Submitting a job to your Spark cluster in this package mimics the experience of a typical standalone cluster. A spark job will be submitted to the system and run to completion.
The spark-submit experience is mostly the same as any regular Spark cluster with a few minor differences. You can take a look at aztk spark cluster --help
for more detailed information and options.
Run a Spark job:
aztk spark cluster submit --id <name_of_spark_cluster> --name <name_of_spark_job> <executable> <executable_params>
For example, to run a local pi.py file on a Spark cluster, simply specify the local path of the file:
aztk spark cluster submit --id spark --name pipy examples/src/main/python/pi.py 100
To run a remotely hosted pi.py file on a Spark cluster, specify the remote path of the file and use the '--remote' flag:
aztk spark cluster submit --id spark --name pipy --remote wasbs://path@remote/pi.py 100
NOTE: The job name (--name) must be at least 3 characters long, can only contain alphanumeric characters including hyphens but excluding underscores, and cannot contain uppercase letters. Each job you submit must have a unique name.
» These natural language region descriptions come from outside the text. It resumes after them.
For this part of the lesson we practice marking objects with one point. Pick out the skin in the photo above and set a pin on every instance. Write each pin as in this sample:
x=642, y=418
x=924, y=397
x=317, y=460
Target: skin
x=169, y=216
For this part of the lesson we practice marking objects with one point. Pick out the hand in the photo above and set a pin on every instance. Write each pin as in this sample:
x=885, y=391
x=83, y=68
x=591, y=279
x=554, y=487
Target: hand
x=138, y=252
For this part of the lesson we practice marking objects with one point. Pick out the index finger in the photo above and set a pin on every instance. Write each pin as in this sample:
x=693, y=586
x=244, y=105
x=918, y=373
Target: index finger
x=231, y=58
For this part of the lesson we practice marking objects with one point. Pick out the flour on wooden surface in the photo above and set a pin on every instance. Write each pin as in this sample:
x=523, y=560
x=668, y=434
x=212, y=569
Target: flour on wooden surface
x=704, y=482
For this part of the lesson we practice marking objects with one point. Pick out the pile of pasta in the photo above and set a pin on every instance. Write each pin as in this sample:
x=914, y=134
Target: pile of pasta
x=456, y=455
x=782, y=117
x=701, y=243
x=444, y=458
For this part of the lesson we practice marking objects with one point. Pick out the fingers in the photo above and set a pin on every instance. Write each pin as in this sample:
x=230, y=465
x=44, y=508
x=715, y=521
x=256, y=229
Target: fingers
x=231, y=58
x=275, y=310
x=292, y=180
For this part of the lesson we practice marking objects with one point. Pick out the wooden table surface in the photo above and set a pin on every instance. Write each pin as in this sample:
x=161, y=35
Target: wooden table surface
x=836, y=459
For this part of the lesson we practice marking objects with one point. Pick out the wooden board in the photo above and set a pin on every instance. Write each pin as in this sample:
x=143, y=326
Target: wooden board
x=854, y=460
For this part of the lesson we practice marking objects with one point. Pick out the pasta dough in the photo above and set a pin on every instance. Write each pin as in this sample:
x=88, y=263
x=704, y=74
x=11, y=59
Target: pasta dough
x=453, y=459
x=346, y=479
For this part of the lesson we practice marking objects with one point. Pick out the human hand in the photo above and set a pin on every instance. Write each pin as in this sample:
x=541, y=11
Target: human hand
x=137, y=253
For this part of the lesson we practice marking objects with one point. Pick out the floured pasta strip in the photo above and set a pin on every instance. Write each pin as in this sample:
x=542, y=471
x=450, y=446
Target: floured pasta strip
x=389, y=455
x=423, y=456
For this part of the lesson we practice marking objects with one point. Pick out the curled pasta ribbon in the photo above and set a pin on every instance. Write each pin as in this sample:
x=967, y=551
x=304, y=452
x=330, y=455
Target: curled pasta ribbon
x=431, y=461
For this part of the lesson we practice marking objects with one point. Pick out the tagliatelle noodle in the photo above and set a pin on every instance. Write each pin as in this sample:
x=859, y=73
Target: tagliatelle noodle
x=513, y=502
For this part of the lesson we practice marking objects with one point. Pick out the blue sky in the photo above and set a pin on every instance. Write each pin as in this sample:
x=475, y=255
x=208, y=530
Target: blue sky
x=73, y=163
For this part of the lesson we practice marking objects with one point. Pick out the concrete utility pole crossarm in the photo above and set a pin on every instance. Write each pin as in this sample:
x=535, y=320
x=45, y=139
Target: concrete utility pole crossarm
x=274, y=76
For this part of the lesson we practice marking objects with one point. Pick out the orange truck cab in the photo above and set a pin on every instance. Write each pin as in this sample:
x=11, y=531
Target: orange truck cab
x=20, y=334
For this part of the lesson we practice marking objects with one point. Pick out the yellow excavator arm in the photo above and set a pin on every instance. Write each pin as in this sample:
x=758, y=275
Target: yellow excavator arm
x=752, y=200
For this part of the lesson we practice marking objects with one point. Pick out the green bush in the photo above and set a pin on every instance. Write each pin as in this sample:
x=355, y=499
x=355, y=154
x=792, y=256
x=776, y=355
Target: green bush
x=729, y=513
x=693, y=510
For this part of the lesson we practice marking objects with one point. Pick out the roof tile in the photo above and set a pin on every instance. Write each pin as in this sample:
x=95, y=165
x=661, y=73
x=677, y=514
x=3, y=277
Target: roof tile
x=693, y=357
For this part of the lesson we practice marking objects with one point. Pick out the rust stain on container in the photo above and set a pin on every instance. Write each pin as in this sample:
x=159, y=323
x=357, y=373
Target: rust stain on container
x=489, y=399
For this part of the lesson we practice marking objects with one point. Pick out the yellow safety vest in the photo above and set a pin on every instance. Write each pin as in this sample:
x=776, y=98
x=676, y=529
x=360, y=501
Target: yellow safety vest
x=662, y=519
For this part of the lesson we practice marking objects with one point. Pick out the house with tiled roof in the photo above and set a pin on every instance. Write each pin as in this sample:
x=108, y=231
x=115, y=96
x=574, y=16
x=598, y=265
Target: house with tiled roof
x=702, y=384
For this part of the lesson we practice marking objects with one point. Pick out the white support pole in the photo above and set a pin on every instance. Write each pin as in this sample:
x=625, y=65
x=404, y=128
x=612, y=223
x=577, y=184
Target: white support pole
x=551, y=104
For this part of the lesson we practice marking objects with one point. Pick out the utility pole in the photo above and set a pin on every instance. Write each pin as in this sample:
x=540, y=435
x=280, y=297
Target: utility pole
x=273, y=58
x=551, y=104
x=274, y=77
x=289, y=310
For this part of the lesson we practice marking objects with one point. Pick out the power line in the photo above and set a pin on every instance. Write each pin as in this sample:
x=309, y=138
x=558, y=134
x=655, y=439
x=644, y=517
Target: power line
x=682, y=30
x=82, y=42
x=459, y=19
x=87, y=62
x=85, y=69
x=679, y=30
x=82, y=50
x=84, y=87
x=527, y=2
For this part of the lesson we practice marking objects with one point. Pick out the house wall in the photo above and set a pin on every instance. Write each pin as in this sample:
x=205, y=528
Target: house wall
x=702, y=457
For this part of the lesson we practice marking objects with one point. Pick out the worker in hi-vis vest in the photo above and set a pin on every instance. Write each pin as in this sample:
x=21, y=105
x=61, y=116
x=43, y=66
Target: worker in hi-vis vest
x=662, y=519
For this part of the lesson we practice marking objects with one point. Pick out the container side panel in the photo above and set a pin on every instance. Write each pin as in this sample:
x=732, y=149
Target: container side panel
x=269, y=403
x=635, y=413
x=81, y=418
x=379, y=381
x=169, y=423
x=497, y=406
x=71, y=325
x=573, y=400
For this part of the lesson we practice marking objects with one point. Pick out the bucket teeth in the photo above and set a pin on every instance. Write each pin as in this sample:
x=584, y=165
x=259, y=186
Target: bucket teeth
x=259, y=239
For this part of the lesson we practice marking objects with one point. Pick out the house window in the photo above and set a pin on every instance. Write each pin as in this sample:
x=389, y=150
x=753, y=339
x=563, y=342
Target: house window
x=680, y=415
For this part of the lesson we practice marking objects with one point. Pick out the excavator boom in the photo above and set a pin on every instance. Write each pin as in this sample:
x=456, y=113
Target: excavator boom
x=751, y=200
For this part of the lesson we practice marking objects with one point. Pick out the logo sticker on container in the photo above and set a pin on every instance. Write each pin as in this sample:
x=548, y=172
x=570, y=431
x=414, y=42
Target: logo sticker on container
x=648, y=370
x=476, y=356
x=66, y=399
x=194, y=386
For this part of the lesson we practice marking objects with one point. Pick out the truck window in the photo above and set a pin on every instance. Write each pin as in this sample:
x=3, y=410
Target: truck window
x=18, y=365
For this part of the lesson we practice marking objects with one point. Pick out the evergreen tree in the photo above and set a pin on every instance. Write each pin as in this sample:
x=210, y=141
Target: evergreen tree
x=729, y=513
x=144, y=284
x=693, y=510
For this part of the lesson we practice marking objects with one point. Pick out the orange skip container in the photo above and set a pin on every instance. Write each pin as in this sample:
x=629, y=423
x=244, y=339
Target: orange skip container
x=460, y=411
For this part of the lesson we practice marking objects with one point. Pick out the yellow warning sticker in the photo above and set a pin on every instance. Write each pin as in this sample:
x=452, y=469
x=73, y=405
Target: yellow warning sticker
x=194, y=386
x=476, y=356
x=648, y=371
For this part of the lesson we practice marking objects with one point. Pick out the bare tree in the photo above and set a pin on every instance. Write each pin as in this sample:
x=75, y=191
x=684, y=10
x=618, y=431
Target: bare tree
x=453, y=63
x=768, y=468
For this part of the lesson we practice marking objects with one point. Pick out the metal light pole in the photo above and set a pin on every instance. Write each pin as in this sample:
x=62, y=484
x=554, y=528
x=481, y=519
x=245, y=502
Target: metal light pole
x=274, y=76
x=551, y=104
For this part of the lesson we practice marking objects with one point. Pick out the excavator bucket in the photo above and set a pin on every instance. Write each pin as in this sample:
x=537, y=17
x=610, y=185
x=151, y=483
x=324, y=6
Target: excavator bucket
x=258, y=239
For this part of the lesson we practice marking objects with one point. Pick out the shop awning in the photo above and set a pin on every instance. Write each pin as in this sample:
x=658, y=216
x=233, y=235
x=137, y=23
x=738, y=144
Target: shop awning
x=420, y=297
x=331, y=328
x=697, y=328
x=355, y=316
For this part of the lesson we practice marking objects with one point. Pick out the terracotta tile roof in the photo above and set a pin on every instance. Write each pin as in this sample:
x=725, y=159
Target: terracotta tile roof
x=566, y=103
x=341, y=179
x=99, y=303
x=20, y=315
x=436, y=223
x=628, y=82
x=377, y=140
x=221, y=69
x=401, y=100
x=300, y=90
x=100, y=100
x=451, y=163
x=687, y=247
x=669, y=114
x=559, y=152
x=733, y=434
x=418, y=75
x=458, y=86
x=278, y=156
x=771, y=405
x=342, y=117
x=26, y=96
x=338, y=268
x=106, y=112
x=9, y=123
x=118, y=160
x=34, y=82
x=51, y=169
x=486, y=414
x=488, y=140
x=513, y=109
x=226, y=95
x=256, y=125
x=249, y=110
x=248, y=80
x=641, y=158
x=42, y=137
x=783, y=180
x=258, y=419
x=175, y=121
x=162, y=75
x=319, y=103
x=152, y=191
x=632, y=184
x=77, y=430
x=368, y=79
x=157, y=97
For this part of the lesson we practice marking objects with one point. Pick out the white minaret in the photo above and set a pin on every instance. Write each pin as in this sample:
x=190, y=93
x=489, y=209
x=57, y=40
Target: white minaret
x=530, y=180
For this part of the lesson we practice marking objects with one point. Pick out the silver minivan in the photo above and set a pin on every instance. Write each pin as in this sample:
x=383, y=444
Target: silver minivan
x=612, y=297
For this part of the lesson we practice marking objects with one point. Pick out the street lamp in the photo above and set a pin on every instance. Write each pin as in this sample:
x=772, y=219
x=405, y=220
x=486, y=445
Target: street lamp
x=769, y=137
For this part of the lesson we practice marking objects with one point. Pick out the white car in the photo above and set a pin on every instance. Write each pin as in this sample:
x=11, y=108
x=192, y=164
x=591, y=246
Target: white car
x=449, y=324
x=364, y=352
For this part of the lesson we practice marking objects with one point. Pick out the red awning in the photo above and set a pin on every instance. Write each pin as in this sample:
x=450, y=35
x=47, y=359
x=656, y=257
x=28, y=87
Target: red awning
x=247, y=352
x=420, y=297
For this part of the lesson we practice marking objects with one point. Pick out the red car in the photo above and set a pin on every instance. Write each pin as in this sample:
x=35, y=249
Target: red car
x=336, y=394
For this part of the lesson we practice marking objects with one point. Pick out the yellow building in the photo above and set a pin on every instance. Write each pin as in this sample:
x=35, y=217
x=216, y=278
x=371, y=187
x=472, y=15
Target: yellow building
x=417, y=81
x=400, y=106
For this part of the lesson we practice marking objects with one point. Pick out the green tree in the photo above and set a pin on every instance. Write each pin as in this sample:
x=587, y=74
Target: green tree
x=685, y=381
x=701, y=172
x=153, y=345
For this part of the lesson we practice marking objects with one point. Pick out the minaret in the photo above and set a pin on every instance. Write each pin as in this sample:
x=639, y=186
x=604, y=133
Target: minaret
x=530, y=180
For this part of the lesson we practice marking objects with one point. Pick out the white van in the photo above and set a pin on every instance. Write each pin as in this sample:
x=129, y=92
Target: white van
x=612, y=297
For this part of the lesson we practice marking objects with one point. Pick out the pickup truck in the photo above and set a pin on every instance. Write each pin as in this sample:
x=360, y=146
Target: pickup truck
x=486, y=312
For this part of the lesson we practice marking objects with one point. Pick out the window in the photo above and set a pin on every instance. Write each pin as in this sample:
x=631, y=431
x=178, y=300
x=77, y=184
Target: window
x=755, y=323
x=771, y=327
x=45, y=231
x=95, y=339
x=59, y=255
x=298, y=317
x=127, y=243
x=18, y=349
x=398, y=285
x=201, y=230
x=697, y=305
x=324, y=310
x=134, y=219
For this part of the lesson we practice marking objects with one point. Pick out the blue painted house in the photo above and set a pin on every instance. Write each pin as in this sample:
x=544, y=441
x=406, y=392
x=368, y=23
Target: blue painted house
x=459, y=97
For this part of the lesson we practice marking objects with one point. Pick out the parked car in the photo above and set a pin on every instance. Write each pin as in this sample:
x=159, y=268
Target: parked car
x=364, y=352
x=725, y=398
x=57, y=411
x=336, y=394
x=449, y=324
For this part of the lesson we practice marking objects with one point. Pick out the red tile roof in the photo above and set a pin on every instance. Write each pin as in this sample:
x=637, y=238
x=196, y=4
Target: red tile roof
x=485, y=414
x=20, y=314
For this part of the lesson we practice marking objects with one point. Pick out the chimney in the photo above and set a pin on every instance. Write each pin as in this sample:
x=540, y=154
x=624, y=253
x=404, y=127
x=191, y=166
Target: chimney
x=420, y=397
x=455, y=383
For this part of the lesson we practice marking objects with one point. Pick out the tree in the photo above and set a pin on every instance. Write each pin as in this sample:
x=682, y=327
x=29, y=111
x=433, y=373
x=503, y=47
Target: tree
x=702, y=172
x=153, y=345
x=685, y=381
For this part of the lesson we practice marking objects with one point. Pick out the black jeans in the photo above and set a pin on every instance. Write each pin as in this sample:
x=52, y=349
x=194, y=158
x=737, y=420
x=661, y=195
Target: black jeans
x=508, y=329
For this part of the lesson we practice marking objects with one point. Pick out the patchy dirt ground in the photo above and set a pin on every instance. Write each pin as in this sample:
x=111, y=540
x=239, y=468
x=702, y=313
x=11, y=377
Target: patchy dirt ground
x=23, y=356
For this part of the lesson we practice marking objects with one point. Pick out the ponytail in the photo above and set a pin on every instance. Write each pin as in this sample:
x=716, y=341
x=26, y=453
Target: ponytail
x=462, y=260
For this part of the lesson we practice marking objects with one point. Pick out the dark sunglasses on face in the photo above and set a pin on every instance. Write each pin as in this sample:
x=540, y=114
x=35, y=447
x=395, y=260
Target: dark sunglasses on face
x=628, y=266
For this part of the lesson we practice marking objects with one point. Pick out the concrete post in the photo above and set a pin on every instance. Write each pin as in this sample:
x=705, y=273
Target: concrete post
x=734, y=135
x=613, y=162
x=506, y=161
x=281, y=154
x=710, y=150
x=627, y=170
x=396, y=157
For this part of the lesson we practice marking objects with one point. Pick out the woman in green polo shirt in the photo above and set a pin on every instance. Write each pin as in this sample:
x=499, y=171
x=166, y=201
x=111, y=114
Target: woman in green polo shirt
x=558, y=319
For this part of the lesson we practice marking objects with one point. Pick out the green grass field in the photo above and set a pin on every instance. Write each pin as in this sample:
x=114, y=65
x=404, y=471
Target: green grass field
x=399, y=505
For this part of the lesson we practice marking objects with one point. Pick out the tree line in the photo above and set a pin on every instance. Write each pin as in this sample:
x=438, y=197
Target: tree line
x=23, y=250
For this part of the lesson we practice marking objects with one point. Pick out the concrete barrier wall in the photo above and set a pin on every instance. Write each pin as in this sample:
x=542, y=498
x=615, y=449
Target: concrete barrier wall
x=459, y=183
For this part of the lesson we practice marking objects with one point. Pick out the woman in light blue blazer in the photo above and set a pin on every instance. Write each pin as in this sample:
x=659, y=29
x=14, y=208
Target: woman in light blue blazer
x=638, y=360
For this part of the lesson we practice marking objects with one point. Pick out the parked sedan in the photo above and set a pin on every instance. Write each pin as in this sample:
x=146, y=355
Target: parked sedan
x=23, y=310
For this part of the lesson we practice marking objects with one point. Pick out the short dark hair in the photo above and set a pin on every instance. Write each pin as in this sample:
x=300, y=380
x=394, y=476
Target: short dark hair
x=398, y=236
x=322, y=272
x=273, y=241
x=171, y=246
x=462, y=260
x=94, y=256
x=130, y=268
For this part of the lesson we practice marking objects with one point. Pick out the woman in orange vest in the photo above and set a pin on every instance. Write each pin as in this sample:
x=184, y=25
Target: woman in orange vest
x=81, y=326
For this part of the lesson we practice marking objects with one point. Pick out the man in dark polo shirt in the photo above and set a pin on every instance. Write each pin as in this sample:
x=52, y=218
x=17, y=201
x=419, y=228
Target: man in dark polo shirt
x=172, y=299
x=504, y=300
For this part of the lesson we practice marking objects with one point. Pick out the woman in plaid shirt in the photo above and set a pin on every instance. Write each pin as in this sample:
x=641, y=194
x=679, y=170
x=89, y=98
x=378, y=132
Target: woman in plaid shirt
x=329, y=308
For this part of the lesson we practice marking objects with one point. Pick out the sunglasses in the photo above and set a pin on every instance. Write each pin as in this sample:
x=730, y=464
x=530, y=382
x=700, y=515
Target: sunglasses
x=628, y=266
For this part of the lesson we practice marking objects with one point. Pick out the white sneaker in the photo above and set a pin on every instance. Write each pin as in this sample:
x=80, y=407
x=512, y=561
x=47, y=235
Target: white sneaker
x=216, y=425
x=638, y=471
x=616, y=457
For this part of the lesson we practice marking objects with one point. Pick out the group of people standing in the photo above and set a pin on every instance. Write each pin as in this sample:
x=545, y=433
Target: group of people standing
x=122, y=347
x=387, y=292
If you have set up a SSH tunnel with port forwarding, you can navigate to http://localhost:8080 and http://localhost:4040 to view the progress of the job using the Spark UI
The default setting when running a job is --wait. This will simply submit a job to the cluster and wait for the job to run. If you want to just submit the job and not wait, use the --no-wait flag and tail the logs manually:
aztk spark cluster submit --id spark --name pipy --no-wait examples/src/main/python/pi.py 1000
aztk spark cluster app-logs --id spark --name pipy --tail